Racialization
In sociology, racialization or ethnicization is the processes of ascribing ethnic or racial identities to a relationship, social practice, or group that did not identify itself as such.[1] Racialization and ethnicization is often born out of the interaction of a group with a group that it dominates and ascribes identity for the purpose of continued domination. While it is often born out of domination, the racialized and ethnicized group often gradually identifies with and even embraces the ascribed identity and thus becomes a self-ascribed race or ethnicity. These processes have been common across the history of imperialism, nationalism, and racial and ethnic hierarchies.
Racialized Incorporation
The process of racialization can affect newly arriving immigrants as well as their second-generation children in the United States. The concept of racialized incorporation bridges the idea of assimilation with critical race studies in general and the concept of racialization in particular.[2] While immigrants may possess specific ethnic and cultural identities associated with their countries of origin, once they arrive in the U.S., they are incorporated into a society that is largely organized along the lines of race. The racial hierarchy in the United States is pervasive in many aspects of life including housing, education, and employment. The racialized incorporation perspective argues that regardless of the ethnic and cultural differences across immigrant groups, racial identification is the ultimate and primary principle of social organization in the United States. So an immigrant from Sweden and his/her U.S. born second-generation children are likely to be incorporated into the White mainstream, while an immigrant from Ghana and his/her U.S. born second-generation children are likely to be incorporated into the Black community. Because the experiences of Whites and Blacks in U.S. society diverge in most areas of social life, the racialized category that immigrants and their children are incorporated into will largely determine their lived experiences and opportunities in the United States. The concept of racialized incorporation is relatively new and was recently applied in a study of self-employment in the United States [2]
Racialization of religion
An ongoing scholarly debate covers the racialization of religious communities. Adherents to Judaism and Islam are believed to possess characteristics despite many individual adherents to those religions not visibly sharing in those characteristics. This racialization extends to the descendants of the adherents, even though those descendants may often convert away from active observance of the religion of their forebears but also retain the lingering cultural aspects of the religion for familial and community purposes.

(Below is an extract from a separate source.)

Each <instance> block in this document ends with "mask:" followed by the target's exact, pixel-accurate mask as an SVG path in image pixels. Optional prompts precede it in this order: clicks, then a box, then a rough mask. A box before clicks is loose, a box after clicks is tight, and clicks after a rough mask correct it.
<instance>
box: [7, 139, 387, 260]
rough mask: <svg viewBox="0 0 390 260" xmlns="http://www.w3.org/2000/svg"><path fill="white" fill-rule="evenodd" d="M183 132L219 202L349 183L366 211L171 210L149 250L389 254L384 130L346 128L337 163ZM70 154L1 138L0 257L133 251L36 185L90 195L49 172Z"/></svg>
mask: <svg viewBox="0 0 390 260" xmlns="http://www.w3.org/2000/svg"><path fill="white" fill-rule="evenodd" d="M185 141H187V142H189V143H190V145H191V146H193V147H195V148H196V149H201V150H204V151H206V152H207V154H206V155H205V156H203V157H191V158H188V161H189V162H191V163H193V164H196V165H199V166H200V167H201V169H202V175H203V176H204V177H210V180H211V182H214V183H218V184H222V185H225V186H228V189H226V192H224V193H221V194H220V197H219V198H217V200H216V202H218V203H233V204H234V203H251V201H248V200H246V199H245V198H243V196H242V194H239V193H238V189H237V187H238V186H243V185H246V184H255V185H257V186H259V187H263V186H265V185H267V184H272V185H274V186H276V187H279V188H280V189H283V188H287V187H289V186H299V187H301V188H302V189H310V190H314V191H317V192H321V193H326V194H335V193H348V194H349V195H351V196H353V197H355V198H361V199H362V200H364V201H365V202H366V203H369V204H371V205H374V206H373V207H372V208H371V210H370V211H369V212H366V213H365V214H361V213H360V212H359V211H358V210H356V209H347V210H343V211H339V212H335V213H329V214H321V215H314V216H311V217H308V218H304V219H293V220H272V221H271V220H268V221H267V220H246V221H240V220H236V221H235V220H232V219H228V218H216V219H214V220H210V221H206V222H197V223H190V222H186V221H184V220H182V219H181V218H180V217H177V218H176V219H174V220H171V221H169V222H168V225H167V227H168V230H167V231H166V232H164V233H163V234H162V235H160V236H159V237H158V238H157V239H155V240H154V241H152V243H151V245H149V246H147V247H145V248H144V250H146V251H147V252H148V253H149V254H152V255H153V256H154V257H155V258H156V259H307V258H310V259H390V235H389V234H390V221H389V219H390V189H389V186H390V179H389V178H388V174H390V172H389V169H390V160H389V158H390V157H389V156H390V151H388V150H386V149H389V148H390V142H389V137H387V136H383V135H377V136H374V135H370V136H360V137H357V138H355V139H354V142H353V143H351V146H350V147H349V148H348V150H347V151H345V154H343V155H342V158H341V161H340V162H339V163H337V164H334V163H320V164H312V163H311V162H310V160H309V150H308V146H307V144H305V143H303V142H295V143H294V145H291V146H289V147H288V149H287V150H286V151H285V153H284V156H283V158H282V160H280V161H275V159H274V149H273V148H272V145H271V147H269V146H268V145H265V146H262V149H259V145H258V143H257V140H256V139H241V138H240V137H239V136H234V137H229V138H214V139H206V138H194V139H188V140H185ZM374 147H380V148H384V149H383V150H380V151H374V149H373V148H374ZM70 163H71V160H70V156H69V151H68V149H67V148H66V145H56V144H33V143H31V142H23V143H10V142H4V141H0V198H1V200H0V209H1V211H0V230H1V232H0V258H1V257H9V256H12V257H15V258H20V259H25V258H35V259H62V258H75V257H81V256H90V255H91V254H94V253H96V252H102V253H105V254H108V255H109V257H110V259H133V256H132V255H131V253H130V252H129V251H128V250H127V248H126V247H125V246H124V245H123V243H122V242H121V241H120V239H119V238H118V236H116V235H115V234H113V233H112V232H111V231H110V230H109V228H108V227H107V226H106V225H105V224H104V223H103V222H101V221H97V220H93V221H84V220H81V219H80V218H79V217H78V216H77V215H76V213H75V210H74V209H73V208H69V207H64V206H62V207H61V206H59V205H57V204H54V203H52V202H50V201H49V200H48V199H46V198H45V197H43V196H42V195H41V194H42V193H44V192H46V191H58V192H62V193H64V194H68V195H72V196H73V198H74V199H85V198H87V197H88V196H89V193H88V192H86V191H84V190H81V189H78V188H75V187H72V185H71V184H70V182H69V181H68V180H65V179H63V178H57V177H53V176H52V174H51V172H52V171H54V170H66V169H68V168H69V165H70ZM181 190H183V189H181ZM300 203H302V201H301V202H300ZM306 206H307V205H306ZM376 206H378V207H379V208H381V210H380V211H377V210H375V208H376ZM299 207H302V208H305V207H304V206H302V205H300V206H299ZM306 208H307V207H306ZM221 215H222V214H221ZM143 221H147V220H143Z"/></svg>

The most immediate effect of the racialization of religion is said to be the internalization of such racialization by the descendants of adherents, whereby the descendants of adherents accept and internalize their religiously-influenced familial culture as an ethnoracial distinction and identity. One of the applications of this racialization is nationalism, whereby the created race seeks to assert cultural and national aspirations which are compatible and accommodating to other groups which do not necessarily share in the experience of racialization. Another one of the applications of this racialization is racism and discrimination, whereby those who are racialized are barred from participation in any public or private function of society due to the negative "attributes" of the race assigned to them.
Racialization of labor
The racialization of labor is said to involve the segregation and appointment of workers based on perceived ethnic differences.[3] This racialization of labor is said to produce a hierarchical arrangement which limits employee agency and mobility based on their race. The process of racialization is reinforced through presupposed, stereotypical qualities which are imposed upon the racialized person by the racializer.[4] Racialization is then normalized by the promotion of "colourblindness" through the use of "soft" language which avoids highlighting ethnic differences.[4]
References
- ^ Omi, Michael & Howard Winant (1986). Racial formation in the United States: from the 1960s to the 1980s. Routledge & Kegan Paul. ISBN 0-7102-0970-3.
- ^ a b Chaudhary, Ali R. (2015-06-01). "Racialized Incorporation: The Effects of Race and Generational Status on Self-Employment and Industry-Sector Prestige in the United States". International Migration Review. 49 (2): 318–354. doi:10.1111/imre.12087. ISSN 1747-7379.
- ^ Marta Maria Maldonado, "'It is their nature to do menial labour': the racialization of 'Latino/a workers' by agricultural employers", Ethnic and Racial Studies, vol. 32 no. 6 (July 2009), 1026. Link (accessed April 14, 2011).
- ^ a b Marta Maria Maldonado, "Racial Triangulation of Latino/a Workers by Agricultural Employers", Human Organization, Vol. 65 No. 4, Winter 2006, 360. Link (accessed April 14, 2011).